名古屋市交通局の「敬老パス」。65歳以上の高齢者が一部負担金を支払うことで地下鉄と市バスが1年間、乗り放題になる定期券として知られます。ところが、名古屋市が昨年11月に新年度に目指していた高齢者の負担金を2倍に引き上げる方針をであることが明らかとなり、議論の行方が気になっていましたが、敬老パスを所管する名古屋市健康福祉局がその計画を断念していたことが明らかになりました。負担金引き上げは高齢化の進展で増え続ける事業費抑制が目的でしたが、河村たかし市長の同意が得られなかったのが最大の要因だったそうです。
敬老パスを所管する名古屋市健康福祉局は昨年11月以降、河村市長に対して負担金引き上げへの理解を求めていましたが、市長は「引き上げより、乗客を増やす施策に力を入れるべきだ」と納得しなかったそうで、健康福祉局は新年度の引き上げを断念することを市長に伝えたそうです。新年度の敬老パス関連予算案は、現行制度を前提につくられるとのこと。 敬老パスの負担金制度は2004年に導入。負担額は所得に応じ、年間1000円・3000円・5000円と異なります。

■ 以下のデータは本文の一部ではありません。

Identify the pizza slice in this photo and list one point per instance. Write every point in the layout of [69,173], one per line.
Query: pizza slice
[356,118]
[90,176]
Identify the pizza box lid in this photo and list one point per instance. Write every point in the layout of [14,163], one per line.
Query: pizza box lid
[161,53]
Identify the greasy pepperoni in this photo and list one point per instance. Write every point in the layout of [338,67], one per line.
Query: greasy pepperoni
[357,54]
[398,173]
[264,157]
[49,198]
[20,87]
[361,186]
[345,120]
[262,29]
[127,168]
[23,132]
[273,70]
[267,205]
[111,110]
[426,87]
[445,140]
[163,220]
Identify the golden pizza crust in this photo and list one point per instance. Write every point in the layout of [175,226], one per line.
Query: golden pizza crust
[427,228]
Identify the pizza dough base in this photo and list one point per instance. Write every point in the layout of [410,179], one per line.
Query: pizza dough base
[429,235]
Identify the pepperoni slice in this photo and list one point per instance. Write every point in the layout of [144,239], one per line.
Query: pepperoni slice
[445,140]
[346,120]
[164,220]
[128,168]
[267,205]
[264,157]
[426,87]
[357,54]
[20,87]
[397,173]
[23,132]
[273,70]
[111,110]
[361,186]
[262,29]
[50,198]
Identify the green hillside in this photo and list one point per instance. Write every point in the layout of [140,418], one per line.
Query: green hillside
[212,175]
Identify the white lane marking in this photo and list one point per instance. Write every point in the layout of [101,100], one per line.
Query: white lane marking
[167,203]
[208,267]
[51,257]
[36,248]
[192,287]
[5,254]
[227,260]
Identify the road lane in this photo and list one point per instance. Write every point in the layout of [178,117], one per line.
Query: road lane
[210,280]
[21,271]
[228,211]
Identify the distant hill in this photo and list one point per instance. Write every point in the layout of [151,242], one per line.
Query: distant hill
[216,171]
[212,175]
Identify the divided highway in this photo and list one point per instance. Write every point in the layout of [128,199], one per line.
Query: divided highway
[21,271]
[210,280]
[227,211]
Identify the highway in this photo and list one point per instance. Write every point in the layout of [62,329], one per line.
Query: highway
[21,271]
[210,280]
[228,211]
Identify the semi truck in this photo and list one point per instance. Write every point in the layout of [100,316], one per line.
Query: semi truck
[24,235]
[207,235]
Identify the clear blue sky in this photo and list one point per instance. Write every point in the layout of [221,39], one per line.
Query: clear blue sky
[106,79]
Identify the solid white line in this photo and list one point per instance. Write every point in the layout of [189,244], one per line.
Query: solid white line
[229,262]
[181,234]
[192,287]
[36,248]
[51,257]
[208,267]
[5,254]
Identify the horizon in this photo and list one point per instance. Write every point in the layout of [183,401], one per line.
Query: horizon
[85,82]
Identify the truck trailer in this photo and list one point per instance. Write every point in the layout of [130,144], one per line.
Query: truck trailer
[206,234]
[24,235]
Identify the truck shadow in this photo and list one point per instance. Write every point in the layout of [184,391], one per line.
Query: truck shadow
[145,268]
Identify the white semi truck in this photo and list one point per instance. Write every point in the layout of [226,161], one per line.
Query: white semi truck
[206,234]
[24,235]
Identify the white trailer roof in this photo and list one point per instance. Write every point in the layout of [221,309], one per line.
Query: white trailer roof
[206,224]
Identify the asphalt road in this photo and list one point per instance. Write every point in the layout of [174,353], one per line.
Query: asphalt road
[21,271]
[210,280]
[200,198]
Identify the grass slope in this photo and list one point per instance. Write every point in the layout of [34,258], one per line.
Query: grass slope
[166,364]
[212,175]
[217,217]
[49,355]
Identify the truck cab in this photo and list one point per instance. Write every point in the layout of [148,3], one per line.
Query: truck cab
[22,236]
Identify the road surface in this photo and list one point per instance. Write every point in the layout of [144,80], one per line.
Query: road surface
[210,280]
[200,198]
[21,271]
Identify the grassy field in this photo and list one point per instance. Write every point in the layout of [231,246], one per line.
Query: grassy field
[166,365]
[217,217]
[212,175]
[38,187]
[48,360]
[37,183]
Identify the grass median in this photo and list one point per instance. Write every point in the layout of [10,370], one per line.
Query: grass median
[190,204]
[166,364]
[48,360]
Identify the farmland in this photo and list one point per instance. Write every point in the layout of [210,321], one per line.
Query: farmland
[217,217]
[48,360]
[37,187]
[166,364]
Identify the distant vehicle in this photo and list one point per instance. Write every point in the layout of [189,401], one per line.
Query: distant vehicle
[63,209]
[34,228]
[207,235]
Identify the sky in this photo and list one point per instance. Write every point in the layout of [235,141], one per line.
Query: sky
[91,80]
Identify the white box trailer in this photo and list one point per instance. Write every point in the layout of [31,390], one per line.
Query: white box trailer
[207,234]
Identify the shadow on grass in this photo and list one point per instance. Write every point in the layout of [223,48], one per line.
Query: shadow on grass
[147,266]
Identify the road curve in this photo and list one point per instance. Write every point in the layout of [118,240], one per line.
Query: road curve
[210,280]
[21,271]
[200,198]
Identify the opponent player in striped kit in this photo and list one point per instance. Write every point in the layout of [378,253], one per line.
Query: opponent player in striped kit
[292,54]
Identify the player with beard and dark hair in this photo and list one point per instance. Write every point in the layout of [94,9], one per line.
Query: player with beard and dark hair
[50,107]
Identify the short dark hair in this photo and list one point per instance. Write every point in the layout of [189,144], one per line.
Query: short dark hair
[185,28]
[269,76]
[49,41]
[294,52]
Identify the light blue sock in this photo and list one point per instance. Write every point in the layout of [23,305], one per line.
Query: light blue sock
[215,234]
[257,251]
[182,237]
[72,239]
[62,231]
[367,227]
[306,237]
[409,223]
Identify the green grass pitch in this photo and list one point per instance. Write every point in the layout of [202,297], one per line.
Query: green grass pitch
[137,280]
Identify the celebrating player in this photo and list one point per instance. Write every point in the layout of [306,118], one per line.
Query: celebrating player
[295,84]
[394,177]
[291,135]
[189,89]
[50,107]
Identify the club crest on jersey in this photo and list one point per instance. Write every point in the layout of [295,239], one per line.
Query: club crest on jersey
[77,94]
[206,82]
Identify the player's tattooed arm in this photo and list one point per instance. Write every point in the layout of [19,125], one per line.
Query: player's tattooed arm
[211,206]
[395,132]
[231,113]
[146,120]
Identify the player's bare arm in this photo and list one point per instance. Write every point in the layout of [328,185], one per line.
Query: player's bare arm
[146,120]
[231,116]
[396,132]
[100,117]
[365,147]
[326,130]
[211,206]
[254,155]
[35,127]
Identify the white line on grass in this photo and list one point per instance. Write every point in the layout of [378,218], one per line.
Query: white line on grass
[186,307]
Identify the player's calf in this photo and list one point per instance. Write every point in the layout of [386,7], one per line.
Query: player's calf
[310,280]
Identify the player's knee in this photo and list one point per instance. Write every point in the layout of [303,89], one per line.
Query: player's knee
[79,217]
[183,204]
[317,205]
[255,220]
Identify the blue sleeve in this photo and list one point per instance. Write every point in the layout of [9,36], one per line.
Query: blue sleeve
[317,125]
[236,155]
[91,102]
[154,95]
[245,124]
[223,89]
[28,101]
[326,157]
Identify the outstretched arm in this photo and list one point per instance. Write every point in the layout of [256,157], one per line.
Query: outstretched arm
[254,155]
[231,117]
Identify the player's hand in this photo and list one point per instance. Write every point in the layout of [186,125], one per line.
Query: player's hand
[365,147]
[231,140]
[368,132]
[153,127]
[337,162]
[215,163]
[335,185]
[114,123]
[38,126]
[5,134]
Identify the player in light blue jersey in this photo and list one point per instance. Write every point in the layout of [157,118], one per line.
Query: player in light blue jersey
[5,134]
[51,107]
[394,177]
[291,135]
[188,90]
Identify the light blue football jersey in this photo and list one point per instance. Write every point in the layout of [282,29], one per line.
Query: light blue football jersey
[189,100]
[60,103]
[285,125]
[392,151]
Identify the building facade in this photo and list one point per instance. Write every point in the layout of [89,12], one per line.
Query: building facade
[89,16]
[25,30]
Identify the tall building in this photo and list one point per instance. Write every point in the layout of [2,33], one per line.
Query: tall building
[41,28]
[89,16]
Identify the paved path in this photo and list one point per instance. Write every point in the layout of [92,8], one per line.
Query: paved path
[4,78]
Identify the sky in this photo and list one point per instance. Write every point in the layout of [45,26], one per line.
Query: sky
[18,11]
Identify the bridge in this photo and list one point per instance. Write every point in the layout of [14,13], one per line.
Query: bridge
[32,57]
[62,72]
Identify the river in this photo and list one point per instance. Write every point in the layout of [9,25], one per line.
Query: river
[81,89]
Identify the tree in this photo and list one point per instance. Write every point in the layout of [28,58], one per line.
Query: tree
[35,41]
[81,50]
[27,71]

健康福祉局は、敬老パスの利用者数に割引運賃をかけた総額を事業費として交通局などに支払っており、事業費は年130億円。負担金で賄える10億円を除く120億円は税金で負担しているため、名古屋市の財政を圧迫する存在になっています。
名古屋市政を考えるうえで、敬老パスの存在は事あるごとに議論の対象となりました。本山市長時代にスタートしたこの制度。当時は大いに歓迎されましたが、高齢化社会の到来と交通局収支の悪化が重なり、松原市長時代には負担金の設定が行われましたが、なおタダ同然の敬老パスについて見直しを求める声も高まりつつあります。私は現行の2倍程度の値上げを行っても、高齢者も「受益者負担の法則」に従い負担することこそ、市民としての社会参加だと思います。
しかし、河村市長。交通局についてはノープランぶりが露呈しています。当選当時は交通局民営化と言ってた頃の勢いは既に失せ、あおなみ線SL走行実験で市民世論を二分する始末。更に今回の敬老パス値上げ中止。選挙では圧倒的な強さを誇る名古屋の殿様も、遂に選挙対策のエサとして「敬老パス」特権の温存を示したのは、次回の市長選及び市会選対策のような気もします。特に後者では減税日本が何議席残るか、半ば程度問題になっていますからね。遂に敬老パスが選挙の票を左右する点取り虫になるとは、創設した本山市長はお嘆きのことでしょうね。